China’s payback

Posted By Darren Winters on May 31, 2019

China’s payback

Standby for China’s payback, in response to the US’s latest round of tariffs and sanctions on China. The US-China trade war truce has ended with no deal, and what comes next is the escalation of trade tensions between the two great trading nations.

China has rejected the US’s all or nothing deal put on the high-stakes table. So the US Trump administration early this month, May 5, decided to twist China’s Xi arm by raising tariffs from 10-25% on $200 billion worth of Chinese goods.

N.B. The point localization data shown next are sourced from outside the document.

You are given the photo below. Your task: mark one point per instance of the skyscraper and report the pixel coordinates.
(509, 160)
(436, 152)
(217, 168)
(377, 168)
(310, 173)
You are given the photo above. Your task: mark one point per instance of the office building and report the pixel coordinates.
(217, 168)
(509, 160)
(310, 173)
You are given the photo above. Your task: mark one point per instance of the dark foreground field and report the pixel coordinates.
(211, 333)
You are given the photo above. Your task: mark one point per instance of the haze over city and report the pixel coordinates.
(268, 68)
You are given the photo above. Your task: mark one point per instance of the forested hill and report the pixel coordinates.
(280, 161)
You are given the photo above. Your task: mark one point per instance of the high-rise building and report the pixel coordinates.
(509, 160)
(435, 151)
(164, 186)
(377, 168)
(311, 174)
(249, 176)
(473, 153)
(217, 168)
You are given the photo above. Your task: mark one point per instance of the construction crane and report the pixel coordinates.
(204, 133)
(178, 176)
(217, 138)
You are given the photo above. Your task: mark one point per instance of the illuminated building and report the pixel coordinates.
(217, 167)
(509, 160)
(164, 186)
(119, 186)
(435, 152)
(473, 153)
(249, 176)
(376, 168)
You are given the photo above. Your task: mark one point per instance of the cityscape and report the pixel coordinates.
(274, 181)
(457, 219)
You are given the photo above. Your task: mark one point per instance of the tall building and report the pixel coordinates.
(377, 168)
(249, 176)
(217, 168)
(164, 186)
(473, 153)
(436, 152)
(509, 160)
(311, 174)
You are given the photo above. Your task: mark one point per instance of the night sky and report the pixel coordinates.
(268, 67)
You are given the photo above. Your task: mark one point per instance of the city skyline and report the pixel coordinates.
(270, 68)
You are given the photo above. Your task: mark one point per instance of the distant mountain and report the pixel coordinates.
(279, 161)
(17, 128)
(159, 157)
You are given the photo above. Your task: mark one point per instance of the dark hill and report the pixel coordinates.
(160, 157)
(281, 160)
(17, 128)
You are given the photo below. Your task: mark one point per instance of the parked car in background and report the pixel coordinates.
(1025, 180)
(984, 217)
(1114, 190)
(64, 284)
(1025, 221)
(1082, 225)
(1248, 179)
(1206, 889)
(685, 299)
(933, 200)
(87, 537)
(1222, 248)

What follows is the non-cooperative game theory of tit for tat trade sanctions which I believe is about to be played out. Put simply payback is a bitch and this could get messy really fast.

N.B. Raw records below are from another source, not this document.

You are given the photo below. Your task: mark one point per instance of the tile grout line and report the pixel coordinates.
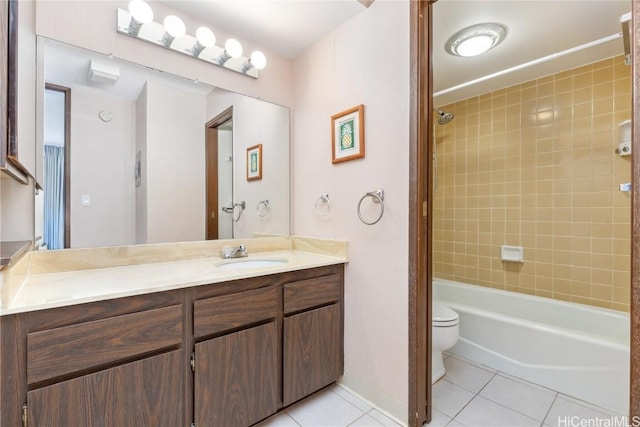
(470, 400)
(549, 411)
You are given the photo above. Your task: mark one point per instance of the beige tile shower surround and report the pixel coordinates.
(533, 165)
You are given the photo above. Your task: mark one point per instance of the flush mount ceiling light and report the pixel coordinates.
(137, 22)
(476, 39)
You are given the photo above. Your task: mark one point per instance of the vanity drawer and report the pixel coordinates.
(219, 314)
(66, 350)
(311, 293)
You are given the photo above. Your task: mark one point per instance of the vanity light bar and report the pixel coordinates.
(154, 33)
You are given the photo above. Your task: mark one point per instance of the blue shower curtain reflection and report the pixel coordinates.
(54, 196)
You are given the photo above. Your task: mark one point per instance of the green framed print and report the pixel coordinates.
(254, 162)
(347, 135)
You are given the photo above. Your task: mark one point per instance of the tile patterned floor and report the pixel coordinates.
(469, 395)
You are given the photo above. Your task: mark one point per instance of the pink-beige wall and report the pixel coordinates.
(364, 61)
(533, 165)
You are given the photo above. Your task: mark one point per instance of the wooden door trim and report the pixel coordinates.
(221, 118)
(67, 159)
(634, 373)
(420, 184)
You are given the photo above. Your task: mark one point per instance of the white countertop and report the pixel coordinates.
(30, 292)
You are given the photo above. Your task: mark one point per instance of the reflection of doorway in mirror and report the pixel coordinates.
(219, 176)
(56, 231)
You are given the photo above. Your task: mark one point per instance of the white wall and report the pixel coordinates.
(141, 146)
(175, 165)
(365, 61)
(225, 183)
(102, 167)
(258, 122)
(92, 25)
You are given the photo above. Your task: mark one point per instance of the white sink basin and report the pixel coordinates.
(251, 263)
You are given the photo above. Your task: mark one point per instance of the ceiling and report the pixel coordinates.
(536, 28)
(286, 27)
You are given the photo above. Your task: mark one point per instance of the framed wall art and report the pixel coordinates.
(254, 162)
(347, 135)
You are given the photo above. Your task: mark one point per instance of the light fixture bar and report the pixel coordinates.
(153, 32)
(530, 63)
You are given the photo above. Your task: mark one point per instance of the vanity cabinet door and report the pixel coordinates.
(312, 351)
(237, 377)
(146, 392)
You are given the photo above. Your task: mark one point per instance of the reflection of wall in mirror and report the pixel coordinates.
(174, 166)
(225, 182)
(102, 155)
(258, 122)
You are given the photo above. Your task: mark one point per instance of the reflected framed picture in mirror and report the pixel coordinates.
(347, 135)
(254, 163)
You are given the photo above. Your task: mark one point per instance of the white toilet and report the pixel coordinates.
(444, 334)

Standby for China’s payback which could potentially cause underestimated collateral damage to the US and global economy

Chinas Payback

US President Trump famously said, “trade wars are easy to win”. As mentioned in a recent piece entitled, Sell Signal, “It’s a trade war the Trump administration believes it can win, the battleground is target rich and the US is fighting on upper ground. US goods exports to China in 2018 were $120.3 billion, down 7.4%. Meanwhile, US imports from China totaled $539.5 billion in 2018 up 59.7% from 2008”.

But wars are unpredictable and what if China (a smart opponent) decides not to engage the US on high ground where the US has an advantage in its balance of trade.

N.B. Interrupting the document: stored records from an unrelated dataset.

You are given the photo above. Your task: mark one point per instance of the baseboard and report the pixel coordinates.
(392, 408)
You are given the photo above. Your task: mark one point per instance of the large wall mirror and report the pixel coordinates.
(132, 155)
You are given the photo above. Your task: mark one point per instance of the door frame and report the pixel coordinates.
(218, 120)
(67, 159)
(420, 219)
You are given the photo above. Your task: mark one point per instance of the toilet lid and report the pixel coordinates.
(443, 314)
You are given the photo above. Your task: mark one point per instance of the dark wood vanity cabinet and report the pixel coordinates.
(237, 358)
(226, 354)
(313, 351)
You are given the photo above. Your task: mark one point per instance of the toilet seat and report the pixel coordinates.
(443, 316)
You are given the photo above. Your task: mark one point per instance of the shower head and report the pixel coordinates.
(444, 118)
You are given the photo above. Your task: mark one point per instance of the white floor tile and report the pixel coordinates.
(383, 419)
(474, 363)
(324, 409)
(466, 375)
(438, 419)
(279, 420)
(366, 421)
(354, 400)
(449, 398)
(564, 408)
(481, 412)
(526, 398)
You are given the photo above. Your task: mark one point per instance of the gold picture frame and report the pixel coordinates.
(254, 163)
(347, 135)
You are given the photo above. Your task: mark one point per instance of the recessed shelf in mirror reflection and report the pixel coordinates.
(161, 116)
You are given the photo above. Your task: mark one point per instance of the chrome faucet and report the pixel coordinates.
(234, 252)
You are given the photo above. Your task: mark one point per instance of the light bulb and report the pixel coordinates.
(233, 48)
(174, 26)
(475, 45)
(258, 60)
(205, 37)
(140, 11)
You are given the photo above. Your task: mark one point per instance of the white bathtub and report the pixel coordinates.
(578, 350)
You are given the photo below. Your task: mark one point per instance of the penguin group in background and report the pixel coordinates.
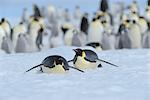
(87, 59)
(97, 46)
(6, 45)
(2, 34)
(123, 39)
(96, 30)
(54, 64)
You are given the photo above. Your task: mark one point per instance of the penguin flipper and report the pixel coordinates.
(34, 67)
(76, 69)
(70, 61)
(108, 62)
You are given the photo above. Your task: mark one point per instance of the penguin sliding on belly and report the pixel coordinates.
(54, 64)
(87, 59)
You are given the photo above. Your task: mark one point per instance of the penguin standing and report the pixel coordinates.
(77, 13)
(22, 45)
(96, 30)
(104, 5)
(135, 34)
(146, 40)
(34, 27)
(87, 59)
(37, 12)
(6, 26)
(79, 38)
(6, 45)
(54, 64)
(2, 34)
(84, 24)
(18, 29)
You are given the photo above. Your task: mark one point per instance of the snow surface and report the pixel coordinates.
(130, 81)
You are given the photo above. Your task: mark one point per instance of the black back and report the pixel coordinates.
(37, 12)
(49, 61)
(104, 5)
(84, 25)
(148, 2)
(39, 38)
(90, 55)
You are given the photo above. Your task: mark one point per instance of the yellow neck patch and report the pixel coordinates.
(83, 54)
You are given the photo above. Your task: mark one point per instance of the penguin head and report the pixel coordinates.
(79, 52)
(3, 20)
(59, 61)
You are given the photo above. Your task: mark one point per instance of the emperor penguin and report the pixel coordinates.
(108, 39)
(146, 40)
(54, 64)
(2, 35)
(87, 59)
(84, 24)
(18, 29)
(147, 15)
(96, 30)
(36, 11)
(66, 15)
(104, 5)
(135, 34)
(22, 45)
(79, 38)
(69, 36)
(97, 46)
(25, 16)
(134, 8)
(77, 13)
(123, 39)
(6, 45)
(6, 26)
(39, 39)
(34, 27)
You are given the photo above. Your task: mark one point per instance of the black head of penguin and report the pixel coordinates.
(104, 5)
(37, 12)
(3, 20)
(88, 55)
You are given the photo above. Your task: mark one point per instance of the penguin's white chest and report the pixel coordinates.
(58, 69)
(81, 63)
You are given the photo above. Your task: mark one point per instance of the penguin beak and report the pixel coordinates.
(75, 50)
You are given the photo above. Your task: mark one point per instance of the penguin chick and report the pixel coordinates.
(54, 64)
(87, 59)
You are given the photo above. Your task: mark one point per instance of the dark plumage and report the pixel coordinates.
(104, 5)
(84, 24)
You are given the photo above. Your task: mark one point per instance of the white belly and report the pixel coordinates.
(83, 64)
(56, 70)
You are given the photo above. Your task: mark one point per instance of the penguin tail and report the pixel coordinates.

The Empire’s weakest and most vulnerable point is its skyrocketing debt.

February’s Budget Deficit Was the largest in American History, amid a 20 percent drop in corporate tax.

China’s payback could be targeted to trigger inflation, which would force the Fed’s hand to raise the fed fund rates

There are many moving parts in this machinery China doesn’t have to throw a monkey wrench in the balance of trade wheel to grind the machinery to a halt.

China’s payback could come in the form of engaging in reciprocal economic warfare by deliberately triggering hyperinflation in the US economy.

China’s payback could be to target goods and commodities, particularly rare earth minerals, used in high-tech industries which could have the greatest inflationary impact on the US economy

Trump’s China hawks might not have factored in China’s payback

This could be to trigger US inflation and a Fed rate hike in response. Corporate and public debt levels are high and rate hikes in a slowing economy would hit hard. Moreover, in this highly finalized stock market, further rate hikes could send investors heading for the hills. Stocks already had a taste of that last December (worse month for stocks since the Great Depression) when the Fed hiked rates by a measly quarter point.